New tech helps people of all ages stay social
Matt Fuchs is the editor-in-chief of Leaps.org and Making Sense of Science. He is also a contributing reporter to the Washington Post and has written for the New York Times, Time Magazine, WIRED and the Washington Post Magazine, among other outlets. Follow him @fuchswriter.
In March, Sonja Bauman, 39, used an online platform called Papa, which offers “family on demand,” to meet Mariela Florez, an 83-year-old retiree. Despite living with her adult children, Florez was bored and lonely when they left for work, and her recoveries from a stroke and broken hip were going slowly. That's when Bauman began visiting twice per week. They take walks, strengthening Florez’s hip, and play games like Connect Four for mental stimulation. “It’s very important for me so I don’t feel lonely all day long,” said Florez. Her memories, blurred by the stroke, are gradually returning.
Papa is one of a growing number of tech approaches that are bringing together people of all ages. In addition to platforms like Papa that connect people in real life, other startups use virtual reality and video, with some of them focusing especially on deepening social connections between the generations — relationships that support the health of older and younger people alike. “I enjoy seeing Mariela as much as she enjoys seeing me,” Bauman said.
Connecting in real life
Telehealth expert Andrew Parker founded Papa in 2017 to improve the health outcomes of older adults and families.
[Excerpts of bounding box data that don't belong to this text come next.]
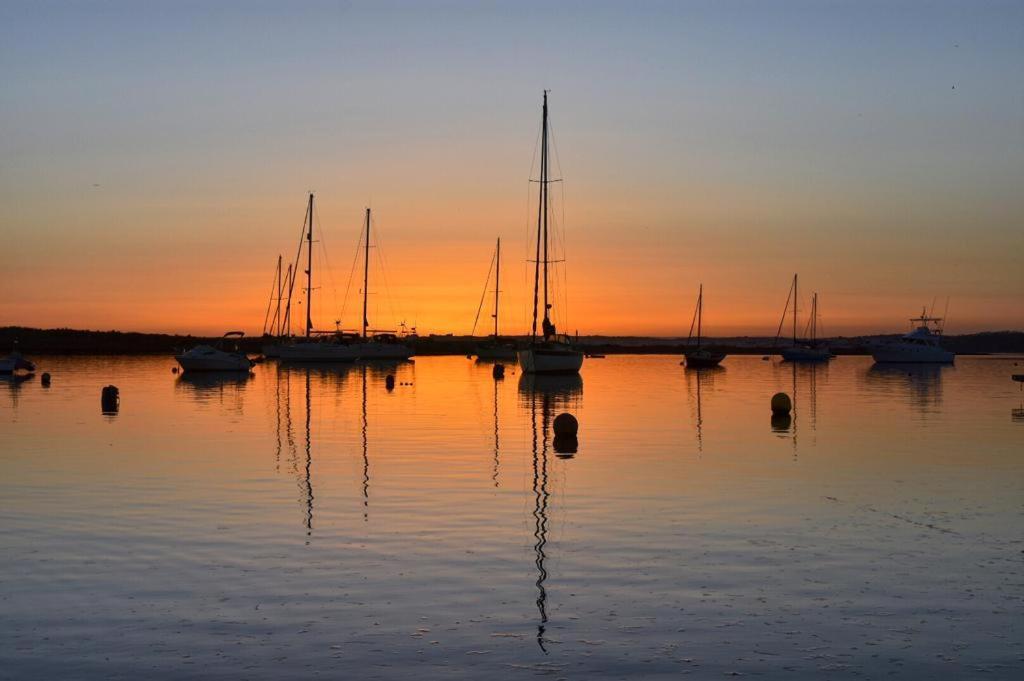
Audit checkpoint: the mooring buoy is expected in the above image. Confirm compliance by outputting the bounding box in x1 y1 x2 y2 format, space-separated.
771 392 793 414
552 413 580 437
99 385 121 414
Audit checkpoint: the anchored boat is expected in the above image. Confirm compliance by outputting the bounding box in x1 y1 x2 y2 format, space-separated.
775 274 833 361
871 308 956 365
174 331 253 372
683 284 725 369
518 90 583 374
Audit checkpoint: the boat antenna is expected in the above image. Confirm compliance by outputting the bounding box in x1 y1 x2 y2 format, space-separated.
541 90 551 340
494 237 502 340
306 191 313 338
469 242 497 336
362 208 370 338
793 274 798 345
697 283 703 347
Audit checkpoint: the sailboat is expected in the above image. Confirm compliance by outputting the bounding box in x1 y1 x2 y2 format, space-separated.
0 341 36 375
262 254 294 358
775 274 833 361
276 193 359 361
472 237 516 360
352 208 415 360
518 90 583 374
683 284 725 369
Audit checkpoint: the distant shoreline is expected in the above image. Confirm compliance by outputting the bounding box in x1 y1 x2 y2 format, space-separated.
6 327 1024 355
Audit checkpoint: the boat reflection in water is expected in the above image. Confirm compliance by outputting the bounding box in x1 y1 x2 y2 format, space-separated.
0 374 35 409
519 374 583 654
683 365 725 454
274 364 321 543
174 372 253 416
864 364 955 415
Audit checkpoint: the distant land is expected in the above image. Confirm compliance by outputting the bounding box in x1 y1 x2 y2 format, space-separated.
0 327 1024 355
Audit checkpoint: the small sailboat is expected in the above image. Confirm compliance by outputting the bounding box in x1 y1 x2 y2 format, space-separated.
276 193 359 363
262 255 295 358
871 308 956 365
174 331 253 372
518 90 583 374
352 208 415 360
0 348 36 376
683 284 725 369
775 274 833 361
470 238 516 361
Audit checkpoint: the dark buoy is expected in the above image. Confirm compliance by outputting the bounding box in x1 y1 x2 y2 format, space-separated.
553 413 580 437
771 413 793 433
771 392 793 415
552 435 580 459
99 385 121 414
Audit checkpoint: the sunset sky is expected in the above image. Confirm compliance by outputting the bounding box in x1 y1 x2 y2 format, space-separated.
0 0 1024 335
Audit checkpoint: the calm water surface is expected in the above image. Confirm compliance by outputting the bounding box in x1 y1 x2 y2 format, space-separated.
0 356 1024 679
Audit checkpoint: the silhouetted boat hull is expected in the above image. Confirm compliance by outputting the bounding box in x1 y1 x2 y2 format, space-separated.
684 348 725 369
473 344 518 360
518 343 583 374
280 342 360 363
781 346 833 361
0 351 36 375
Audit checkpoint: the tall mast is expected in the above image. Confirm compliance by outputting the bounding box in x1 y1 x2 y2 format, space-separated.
541 90 551 340
495 237 502 340
362 208 370 338
306 191 313 338
697 284 703 347
793 274 797 345
811 291 818 345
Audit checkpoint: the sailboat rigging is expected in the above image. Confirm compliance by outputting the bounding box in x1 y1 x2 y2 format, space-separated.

Seniors can meet people — some their grandkids’ age — for healthy activities, while working parents find retirees to watch their children. These “Papa Pals” are provided as a benefit through Medicare, Medicaid and some employer health plans.
In 2020, Papa connected Bauman, the 39-year-old Floridian, with another woman in her mid-70s who lives alone and has very limited mobility. Bauman began driving her to doctor’s appointments and helping her with chores around the house. “When I’m not there, she doesn’t leave her apartment,” said Bauman. The two have gone to the gym together, and they walk slowly through the neighborhood, chatting so it feels less like exercise.
Parker was driven to start Papa by the problem of social isolation among seniors, exacerbated by the pandemic, but he believes users of all ages can benefit. “Many of our Pals feel more comfortable opening up with older members than their same-aged friends,” he said.
Other platforms aim for similar, in-person connections. Generation Tech unites teens with seniors for technology training. And Mon Ami, which provides case management software for aging and disability service providers, has an app that connects isolated older people with college-age volunteers.
Making new connections through video
Several new sites match you with strangers for real-time video chatting on various topics, such as finding common ground on political issues. Other video platforms focus on intergenerational connections.
S. Jay Olshansky, a gerontology professor at the University of Illinois-Chicago, recalls the first time he saw Hyunseung Lee, an 11-year-old from Seoul, through his computer screen. The kid was shy, but Olshansky, 67, encouraged him to ask questions. “Turns out, he was thirsting for this kind of interaction.”
They’d connected through Eldera, a platform that pairs mentors age 60 and up with mentees, using an algorithm, for video conversations. “The time and wisdom of older adults is the most important natural resource we can give future generations,” said Dana Griffin, Eldera's CEO. “Connecting through a screen is the opposite of social media.”
In weekly meetings, Olshansky noticed Lee’s unique interest in math. “There’s something special in you,” Olshansky told him. “How do we bring it to the surface?” He suggested Lee write a book on his favorite subject, and the preteen ran with it, cranking out 70 pages in two weeks. Lee has published his love letter to theorems on Amazon.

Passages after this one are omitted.